The proposed IF-LOO estimator modifies the IF plug-in by replacing mu_hat(A_i, X_i) with mu_hat_{-i}(A_i, X_i): predictions from a logistic regression fit on all data except observation i. Specifically, for each i from 1 to n, a separate logistic regression is fitted on n-1 observations, generating leave-one-out counterfactual predictions mu_hat_{-i}(1, X_i) and mu_hat_{-i}(0, X_i) and leave-one-out residual (Y_i - mu_hat_{-i}(A_i, X_i)). The leave-one-out influence function value phi_hat_{-i} is then computed using these out-of-sample predictions, and the IF-LOO variance estimate is (1/n^2) * sum_i phi_hat_{-i}^2. The closed-form expression requires exactly n logistic regression fits (one leave-one-out model per subject), making it deterministic and computationally tractable, though O(n) times more expensive than the plug-in. The authors note this is conceptually analogous to LOO cross-validation in predictive modeling and to the LOO strategy of Colantuoni & Rosenblum (2015) for assessing precision gains.

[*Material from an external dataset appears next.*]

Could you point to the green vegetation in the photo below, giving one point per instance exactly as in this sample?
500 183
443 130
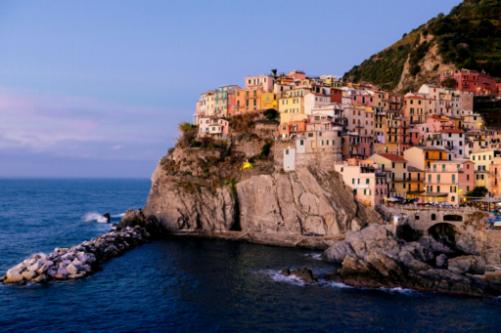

Theoretical guarantees are provided in Theorem 1: under four regularity conditions (stated in Appendix A, not fully visible in the provided text but standard semiparametric theory conditions), sqrt(n)*(V_hat_IF-LOO - V_0) converges in distribution to N(0, W) where W = Var(phi(O)^2). This ensures the IF-LOO variance estimator is sqrt(n) consistent and asymptotically normal. The proof is in Appendix A.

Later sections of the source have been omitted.